John Stephen, Abdulkarim Suraj, Usman Salisu, Rahman Md Toufiq, Creswell Jacob
Janna Health Foundation, Yola, Adamawa State, Nigeria.
SUFABEL Community Development Initiative, Gombe, Gombe State, Nigeria.
BMC Glob Public Health. 2023 Oct 6;1(1):17. doi: 10.1186/s44263-023-00017-2.
Ultra-portable X-ray devices with artificial intelligence (AI) are increasingly used to screen for tuberculosis (TB). Few studies have documented their performance. We aimed to evaluate the performance of chest X-ray (CXR) and symptom screening for active case finding of TB among remote populations using ultra-portable X-ray and AI.
We organized screening camps in rural northeast Nigeria, and all consenting individuals ≥ 15 years were screened for TB symptoms (cough, fever, night sweats, and weight loss) and received a CXR. We used a MinXray Impact system interpreted by AI (qXR V3), which is a wireless setup and can be run without electricity. We collected sputum samples from individuals with an qXR abnormality score of 0.30 or higher or if they reported any TB symptoms. Samples were tested with Xpert MTB/RIF. We documented the TB screening cascade and evaluated the performance of screening with different combinations of symptoms and CXR interpreted by AI.

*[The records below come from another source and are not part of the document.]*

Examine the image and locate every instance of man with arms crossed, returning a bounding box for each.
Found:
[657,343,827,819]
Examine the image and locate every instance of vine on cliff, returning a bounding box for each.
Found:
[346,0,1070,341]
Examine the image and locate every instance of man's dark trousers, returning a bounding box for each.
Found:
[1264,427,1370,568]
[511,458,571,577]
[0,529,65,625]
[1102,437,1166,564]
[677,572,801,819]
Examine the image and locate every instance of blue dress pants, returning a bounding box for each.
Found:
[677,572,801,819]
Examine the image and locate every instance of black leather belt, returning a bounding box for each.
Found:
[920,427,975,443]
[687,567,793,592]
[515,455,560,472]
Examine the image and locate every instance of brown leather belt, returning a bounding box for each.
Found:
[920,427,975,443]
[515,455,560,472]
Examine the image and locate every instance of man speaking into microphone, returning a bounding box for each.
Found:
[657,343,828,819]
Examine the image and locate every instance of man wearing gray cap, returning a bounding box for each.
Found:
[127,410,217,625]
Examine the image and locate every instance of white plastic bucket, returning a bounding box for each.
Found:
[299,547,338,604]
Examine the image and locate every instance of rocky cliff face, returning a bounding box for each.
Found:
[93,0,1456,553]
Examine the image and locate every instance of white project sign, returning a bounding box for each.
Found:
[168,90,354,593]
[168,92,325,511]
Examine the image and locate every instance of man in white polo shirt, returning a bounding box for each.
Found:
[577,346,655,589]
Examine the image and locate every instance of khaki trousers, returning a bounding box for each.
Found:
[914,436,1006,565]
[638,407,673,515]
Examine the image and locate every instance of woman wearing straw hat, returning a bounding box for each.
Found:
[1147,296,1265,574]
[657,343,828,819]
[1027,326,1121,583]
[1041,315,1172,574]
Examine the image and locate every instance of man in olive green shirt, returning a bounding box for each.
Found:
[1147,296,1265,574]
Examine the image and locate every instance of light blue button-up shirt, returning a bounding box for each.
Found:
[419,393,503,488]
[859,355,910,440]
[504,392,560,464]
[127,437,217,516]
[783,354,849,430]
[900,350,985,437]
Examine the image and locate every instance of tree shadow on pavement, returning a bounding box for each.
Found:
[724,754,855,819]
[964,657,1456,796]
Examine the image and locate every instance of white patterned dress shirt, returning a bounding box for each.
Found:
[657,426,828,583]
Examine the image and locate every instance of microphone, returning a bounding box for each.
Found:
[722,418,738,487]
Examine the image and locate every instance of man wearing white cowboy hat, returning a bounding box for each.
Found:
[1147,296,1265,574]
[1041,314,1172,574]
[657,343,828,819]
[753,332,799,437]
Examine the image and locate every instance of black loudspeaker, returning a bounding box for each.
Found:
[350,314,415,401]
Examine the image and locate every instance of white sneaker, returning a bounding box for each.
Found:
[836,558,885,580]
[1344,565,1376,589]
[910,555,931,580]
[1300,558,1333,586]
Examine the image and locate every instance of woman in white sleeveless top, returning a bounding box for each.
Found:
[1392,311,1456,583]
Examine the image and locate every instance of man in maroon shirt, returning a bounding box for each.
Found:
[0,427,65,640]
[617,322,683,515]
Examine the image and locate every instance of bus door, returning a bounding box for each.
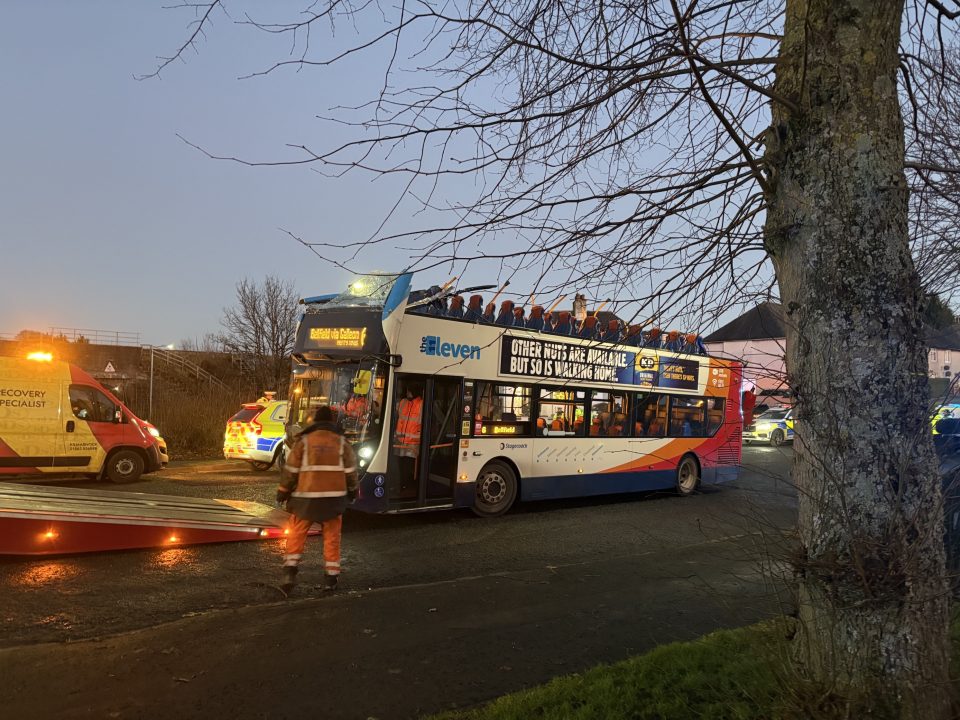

We screened 5297 individuals during 66 camps: 2684 (51%) were females, and 2613 (49%) were males. Using ≥ 2 weeks of cough to define presumptive TB, 1056 people (20%) would be identified. If a cough of any duration was used, the number with presumptive TB increased to 1889 (36%) and to 3083 (58%) if any of the four symptoms were used. Overall, 769 (14.5%) had abnormality scores of 0.3 or higher, and 447 (8.4%) had a score of 0.5 or higher. We collected 1021 samples for Xpert testing and detected 85 (8%) individuals with TB. Screening for prolonged cough only identified 40% of people with TB. Any symptom detected 90.6% of people with TB, but specificity was 11.4%. Using an AI abnormality score of 0.50 identified 89.4% of people with TB with a specificity of 62.8%.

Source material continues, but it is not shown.